When we correlated renal samples with biochemical data and 844ins68, we found Vitamin B12, D, TP and URCA to be associated (p<0.05; Table 3) and in Table 4, we have compared with CVD cases and found Folic acid and cholesterol to be associated (p<0.05). The strength of our study was, we selected purely Sudanese subjects to get the outcome more accurately, and we followed our inclusion and exclusion criteria. The limitations of this study were low sample size, selection of single SNP and excluded the correlation with combined renal and CVD diseases. In conclusion, our results confirm the role of the negative association of 844ins68 polymorphism in the Sudanese population.
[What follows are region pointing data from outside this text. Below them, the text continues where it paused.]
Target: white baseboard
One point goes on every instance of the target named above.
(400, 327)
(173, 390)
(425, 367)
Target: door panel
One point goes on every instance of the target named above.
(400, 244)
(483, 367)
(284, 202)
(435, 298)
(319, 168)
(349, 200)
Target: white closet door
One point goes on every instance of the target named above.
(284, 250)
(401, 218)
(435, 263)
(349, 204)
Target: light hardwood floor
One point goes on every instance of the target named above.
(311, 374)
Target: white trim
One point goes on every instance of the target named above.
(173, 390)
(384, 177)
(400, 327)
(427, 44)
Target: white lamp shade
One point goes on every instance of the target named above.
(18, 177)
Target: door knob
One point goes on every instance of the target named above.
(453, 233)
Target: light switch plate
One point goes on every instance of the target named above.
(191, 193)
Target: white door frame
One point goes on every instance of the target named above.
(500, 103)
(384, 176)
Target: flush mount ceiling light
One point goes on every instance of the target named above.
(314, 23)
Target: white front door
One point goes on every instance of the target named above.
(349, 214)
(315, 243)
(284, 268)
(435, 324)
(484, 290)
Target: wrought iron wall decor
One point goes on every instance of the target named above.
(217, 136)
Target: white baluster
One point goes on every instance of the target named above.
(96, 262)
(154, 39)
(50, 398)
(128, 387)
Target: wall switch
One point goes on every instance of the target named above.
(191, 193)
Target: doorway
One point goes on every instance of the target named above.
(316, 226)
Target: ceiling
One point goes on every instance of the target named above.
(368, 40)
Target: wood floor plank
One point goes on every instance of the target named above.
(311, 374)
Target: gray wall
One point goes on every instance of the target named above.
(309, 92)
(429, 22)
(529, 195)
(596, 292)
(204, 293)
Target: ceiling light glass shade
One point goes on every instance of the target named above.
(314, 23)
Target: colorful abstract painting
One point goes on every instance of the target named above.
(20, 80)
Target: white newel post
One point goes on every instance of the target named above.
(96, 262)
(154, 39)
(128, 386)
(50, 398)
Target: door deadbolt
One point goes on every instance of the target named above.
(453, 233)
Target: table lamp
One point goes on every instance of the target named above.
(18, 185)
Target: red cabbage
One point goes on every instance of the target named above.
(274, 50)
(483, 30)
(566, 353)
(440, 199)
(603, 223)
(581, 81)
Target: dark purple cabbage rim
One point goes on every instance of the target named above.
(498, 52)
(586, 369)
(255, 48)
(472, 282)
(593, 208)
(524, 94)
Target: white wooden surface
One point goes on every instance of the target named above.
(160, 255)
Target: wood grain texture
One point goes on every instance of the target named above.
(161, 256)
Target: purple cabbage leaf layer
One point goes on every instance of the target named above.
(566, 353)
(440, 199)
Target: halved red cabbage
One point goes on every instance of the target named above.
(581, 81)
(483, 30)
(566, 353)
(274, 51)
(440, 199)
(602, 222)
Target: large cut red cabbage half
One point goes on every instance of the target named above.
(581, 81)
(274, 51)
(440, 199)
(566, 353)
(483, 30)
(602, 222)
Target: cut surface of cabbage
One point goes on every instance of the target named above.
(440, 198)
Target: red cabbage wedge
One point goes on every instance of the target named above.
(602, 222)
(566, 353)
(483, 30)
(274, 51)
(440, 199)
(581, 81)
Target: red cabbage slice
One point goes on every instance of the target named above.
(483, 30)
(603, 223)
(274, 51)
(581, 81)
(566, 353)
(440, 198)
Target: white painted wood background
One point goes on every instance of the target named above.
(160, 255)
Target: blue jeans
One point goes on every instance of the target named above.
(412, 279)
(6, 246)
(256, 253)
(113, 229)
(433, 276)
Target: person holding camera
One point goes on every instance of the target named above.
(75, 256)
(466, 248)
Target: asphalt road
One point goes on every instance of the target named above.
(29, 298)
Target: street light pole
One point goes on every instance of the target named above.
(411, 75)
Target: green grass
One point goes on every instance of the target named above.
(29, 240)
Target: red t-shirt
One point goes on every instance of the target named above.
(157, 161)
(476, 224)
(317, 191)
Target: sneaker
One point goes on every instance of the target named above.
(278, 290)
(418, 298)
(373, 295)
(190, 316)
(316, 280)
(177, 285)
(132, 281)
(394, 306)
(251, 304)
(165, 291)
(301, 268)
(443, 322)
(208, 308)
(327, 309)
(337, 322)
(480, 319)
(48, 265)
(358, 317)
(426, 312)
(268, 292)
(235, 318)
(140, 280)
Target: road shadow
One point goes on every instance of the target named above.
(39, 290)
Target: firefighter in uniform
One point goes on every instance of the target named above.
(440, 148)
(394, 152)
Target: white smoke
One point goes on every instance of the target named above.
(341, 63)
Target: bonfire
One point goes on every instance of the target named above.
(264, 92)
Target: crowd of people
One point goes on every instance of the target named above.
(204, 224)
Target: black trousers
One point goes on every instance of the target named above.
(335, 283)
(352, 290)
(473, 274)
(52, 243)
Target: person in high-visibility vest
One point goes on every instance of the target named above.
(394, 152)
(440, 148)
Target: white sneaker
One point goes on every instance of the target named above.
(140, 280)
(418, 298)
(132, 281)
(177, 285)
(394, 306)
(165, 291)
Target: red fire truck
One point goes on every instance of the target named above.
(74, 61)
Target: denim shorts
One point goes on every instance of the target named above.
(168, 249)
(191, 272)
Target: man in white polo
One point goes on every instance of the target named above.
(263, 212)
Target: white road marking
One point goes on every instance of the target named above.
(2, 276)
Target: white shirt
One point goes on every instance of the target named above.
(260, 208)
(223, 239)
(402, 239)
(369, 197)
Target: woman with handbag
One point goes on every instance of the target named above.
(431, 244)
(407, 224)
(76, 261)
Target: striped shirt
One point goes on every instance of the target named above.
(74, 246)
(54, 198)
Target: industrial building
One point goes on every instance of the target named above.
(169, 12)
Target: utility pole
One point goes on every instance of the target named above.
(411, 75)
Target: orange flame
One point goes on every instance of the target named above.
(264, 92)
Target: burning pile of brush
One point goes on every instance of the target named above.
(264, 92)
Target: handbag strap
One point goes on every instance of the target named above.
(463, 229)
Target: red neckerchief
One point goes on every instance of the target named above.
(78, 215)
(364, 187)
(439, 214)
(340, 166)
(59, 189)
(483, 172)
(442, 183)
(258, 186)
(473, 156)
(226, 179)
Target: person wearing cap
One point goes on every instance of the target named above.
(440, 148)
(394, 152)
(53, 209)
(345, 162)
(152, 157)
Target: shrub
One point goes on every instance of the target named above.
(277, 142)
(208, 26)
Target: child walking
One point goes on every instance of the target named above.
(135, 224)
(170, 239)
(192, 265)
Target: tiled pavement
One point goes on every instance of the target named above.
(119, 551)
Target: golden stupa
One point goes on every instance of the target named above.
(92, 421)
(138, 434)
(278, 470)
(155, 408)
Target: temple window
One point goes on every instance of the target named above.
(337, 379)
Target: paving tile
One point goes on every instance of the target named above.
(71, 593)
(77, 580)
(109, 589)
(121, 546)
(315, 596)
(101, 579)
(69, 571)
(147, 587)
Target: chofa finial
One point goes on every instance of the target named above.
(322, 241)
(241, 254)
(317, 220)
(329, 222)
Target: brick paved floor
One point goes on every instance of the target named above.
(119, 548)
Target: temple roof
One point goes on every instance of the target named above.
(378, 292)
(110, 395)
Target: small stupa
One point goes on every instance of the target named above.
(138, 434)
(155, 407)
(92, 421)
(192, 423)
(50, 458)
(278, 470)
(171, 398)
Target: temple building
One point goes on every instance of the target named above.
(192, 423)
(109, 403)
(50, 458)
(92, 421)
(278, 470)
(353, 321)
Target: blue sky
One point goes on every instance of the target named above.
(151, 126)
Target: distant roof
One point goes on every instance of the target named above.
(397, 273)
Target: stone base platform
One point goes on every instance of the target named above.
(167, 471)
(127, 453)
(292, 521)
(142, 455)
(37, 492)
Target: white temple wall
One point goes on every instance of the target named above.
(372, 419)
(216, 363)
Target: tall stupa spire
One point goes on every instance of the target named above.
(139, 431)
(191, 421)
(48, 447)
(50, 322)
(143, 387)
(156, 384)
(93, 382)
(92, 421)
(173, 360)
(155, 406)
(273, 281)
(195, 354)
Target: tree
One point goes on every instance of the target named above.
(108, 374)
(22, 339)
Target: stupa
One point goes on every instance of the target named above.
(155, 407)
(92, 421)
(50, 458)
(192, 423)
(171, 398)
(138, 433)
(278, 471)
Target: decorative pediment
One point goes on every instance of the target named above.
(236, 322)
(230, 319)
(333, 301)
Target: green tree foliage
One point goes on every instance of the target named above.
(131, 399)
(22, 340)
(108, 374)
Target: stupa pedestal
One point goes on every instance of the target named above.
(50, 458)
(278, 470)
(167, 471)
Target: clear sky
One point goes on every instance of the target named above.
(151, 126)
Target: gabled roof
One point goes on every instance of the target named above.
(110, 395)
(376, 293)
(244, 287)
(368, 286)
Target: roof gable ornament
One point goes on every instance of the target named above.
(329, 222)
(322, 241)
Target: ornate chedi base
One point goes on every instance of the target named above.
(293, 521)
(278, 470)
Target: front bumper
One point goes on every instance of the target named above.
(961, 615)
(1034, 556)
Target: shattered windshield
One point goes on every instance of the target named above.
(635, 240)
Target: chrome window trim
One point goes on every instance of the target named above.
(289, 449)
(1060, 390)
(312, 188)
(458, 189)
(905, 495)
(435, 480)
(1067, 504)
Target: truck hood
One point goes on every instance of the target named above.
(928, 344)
Future studies should be performed with larger sample size with multiple CβS gene SNPs in the global population.
|S. no||Biochemical variables||844 ins68 (DD=38)||844 ins68 (ID=12)||P value|
|1||Homocysteine||23.7 ± 13.1||23.9 ± 15.0||0.51|
|2||Vitamin B12||407.3 ± 277.6||332.7 ± 136.7||0.01|
|3||Folic acid||16.9 ± 10.7||17.5 ± 11.2||0.78|
|4||Vitamin D||57.4 ± 37.6||52.5 ± 19.3||0.02|
|5||Albumin||34.0 ± 7.4||32.8 ± 5.8||0.44|
|6||Blood urea nitrogen||21.7 ± 6.8||21.3 ± 5.6||0.5|
|7||Cholesterol||3.2 ± 1.0||3.7 ± 0.9||0.73|
|8||Creatinine||882.7 ± 332.2||897.9 ± 406.2||0.34|
|9||TP||70.8 ± 13.8||73.3 ± 6.7||0.01|
|10||Triglyceride||1.2 ± 0.8||1.4 ± 1.0||0.3|
|11||URCA||365.2 ± 76.6||381.4 ± 122.0||0.03|
Table 3: Biochemical analysis with 844 ins68 polymorphism in ESRD patients.
|S. no||Biochemical variables||844 in s68 (DD=36)||844 in s68 (ID=14)||P value|
|1||Homocysteine||27.0 ± 11.1||28.0 ± 14.5||0.22|
|2||Vitamin B12||525.9 ± 400.2||517.5 ± 390.8||0.99|
|3||Folic acid||14.0 ± 6.1||16.6 ± 12.1||0.0006|
|4||Vitamin D||47.7 ± 32.3||42.8 ± 26.9||0.52|
|5||Albumin||29.4 ± 5.4||32.4 ± 6.7||0.31|
|6||Blood urea nitrogen||12.4 ± 10.8||15.1 ± 13.1||0.36|
|7||Cholesterol||2.9 ± 0.7||4.0 ± 2.2||0.0001|
|8||Creatinine||122.2 ± 59.9||142.3 ± 86.8||0.09|
|9||TP||75.9 ± 10.2||79.9 ± 8.8||0.61|
|10||Triglyceride||1.0 ± 0.6||1.6 ± 0.8||0.18|
|11||URCA||470.1 ± 159.5||451.6 ± 154.3||0.96|
Table 4: Biochemical analysis with 844 ins68 polymorphism in CVD patients.
We are thankful to Dr. Salah Al Basha (AL Sha’ab Teaching Hospital- Khartoum, Mr. Maher AL Johani (KKUH, Riyadh) and Mr. Alyassa Jubartallah (Dr. Salma Centre for Renal Diseases, Khartoum).